Bibione: anche per la stagione 2018 sarà vietato fumare in spiaggia

Tra le prime località turistiche italiane per numero di presenze la località di Bibione in  provincia di Venezia  è pronta a fare un nuovo e importante passo in materia di fumo in spiaggia per la salvaguardia ambientale e della salute.

Per la stagione balneare 2018, dopo alcuni anni di  sperimenti,  la sigaretta continuerà a essere bandita sulla battigia ovvero dalla prima fila di ombrelloni e fino al mare applicando  un divieto definitivo valido su tutti gli otto chilometri di spiaggia.

In particolare, sotto l’ombrellone,  niente divieti, ma un vero e proprio patto con i turisti e l’invito a non fumare nel rispetto delle persone e dell’importante patrimonio verde che circonda la località turistica veneta. Una  sfida che sarà sostenuta da una campagna informativa nella località e sensibilizzazione mediatica internazionale e dall’ottimismo di amministrazione comunale e operatori che hanno già verificato come i turisti possano essere collaborativi, superando,  a volte,  le migliori aspettative.

Con lo slogan ‘Respira il mare’ ,  nome del progetto originario avviato dall’amministrazione in collaborazione con tutti gli operatori e gli enti coinvolti sul territorio dopo avere fatto guadagnare a Bibione il titolo di prima spiaggia d’Italia libera dal fumo, si rimette in gioco insieme ai suoi ospiti per diffondere una cultura fondata sul rispetto,

come dichiarato da  Pasqualino Codognotto, sindaco di San Michele al Tagliamento, comune a cui appartiene Bibione: ‘Siamo stati i primi a vietare il fumo in spiaggia ricevendo molta collaborazione da parte di tutti, fumatori compresi, pertanto ci ha convinti  di allargare questa esperienza positiva in un modo spontaneo e non obbligatorio, evitando controlli e imposizioni che non fanno piacere a nessuno. Noi siamo fiduciosi”.

“Bibione – sostiene  il sindaco – è una località con uno straordinario patrimonio naturale e una dichiarata cultura del rispetto ambientale. Una spiaggia senza fumo è un vantaggio per tutti e l’obiettivo che ci  siamo posti è giunto al traguardo” .

In  pratica e in attesa di scoprire con quali strumenti si inviteranno i turisti a non fumare sotto l’ombrellone, sulla battigia rimarrà attivo il divieto con relative sanzioni. Per accendersi una sigaretta ci saranno comunque i bar all’aperto che non saranno  interessati dal provvedimento.  (c.t.)
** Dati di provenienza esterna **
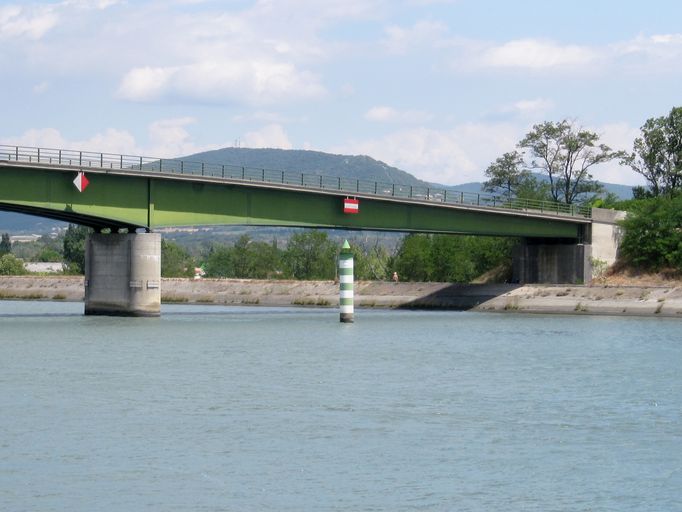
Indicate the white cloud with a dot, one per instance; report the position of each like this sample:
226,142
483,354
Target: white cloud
111,141
537,54
619,137
255,82
453,156
385,114
423,33
270,136
534,108
168,138
19,22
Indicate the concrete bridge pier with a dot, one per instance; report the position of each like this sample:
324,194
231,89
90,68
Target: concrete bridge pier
123,274
561,262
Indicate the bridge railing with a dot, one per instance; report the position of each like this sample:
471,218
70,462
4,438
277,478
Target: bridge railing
350,186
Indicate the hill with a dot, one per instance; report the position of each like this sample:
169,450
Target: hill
312,162
623,192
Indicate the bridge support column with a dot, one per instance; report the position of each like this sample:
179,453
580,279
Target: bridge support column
123,274
552,263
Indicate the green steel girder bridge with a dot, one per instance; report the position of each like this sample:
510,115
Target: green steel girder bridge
139,193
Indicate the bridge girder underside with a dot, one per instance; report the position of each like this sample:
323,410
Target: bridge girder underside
119,200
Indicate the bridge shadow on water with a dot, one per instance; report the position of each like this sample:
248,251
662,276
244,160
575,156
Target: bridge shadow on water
460,297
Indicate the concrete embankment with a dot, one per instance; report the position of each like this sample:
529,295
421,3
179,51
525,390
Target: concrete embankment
608,300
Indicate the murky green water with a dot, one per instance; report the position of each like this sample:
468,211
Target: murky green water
254,409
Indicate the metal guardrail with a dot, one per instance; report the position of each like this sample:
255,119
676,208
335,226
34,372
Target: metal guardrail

La lungimiranza del progetto ‘Respira il mare’ si comprende anche dall’attenzione e dal sostegno ottenuti da OMS (Organizzazione Mondiale della Sanità), Ministero della Salute, Regione Veneto, Asl 10 e Istituto Nazionale Tumori. Proprio uno studio di quest’ultimo – condotto nel 2015 da un gruppo di lavoro guidato dal dott. Roberto Boffi – ha evidenziato che il fumo passivo esiste anche in spiaggia ed è tutt’altro che trascurabile: a circa 10 metri di distanza e con una velocità media del vento di 2,7 m/sec, si generano picchi molto elevati di inquinamento (250 microgrammi/mc), che si verificano contemporaneamente alla percezione olfattiva. Pur durando solo pochi secondi, questi picchi sono di uno o due ordini di grandezza superiori non solo a livello basale della spiaggia, ma anche a quello generato dal traffico alla rotonda di ingresso della località, una zona a elevato traffico veicolare. Il valore medio di Black Carbon (indicatore della presenza di idrocarburi policiclici aromatici, molti dei quali tossici e cancerogeni), dall’inizio alla fine delle fumate è stato di 7,4 microgrammi/mc contro il 2,1 alla rotonda succitata e 1,8 del basale della spiaggia.

Il fumo provoca danni non solo per la salute delle persone, ma anche all’ambiente sia per i mozziconi lasciati sulla sabbia sia per quelli che finiscono in acqua. Anche il Codacons – coordinamento delle associazioni per la difesa dell’ambiente e dei diritti degli utenti e dei consumatori – si è detto preoccupato degli effetti del fumo in riva al mare e indicato la spiaggia veneta come modello da seguire.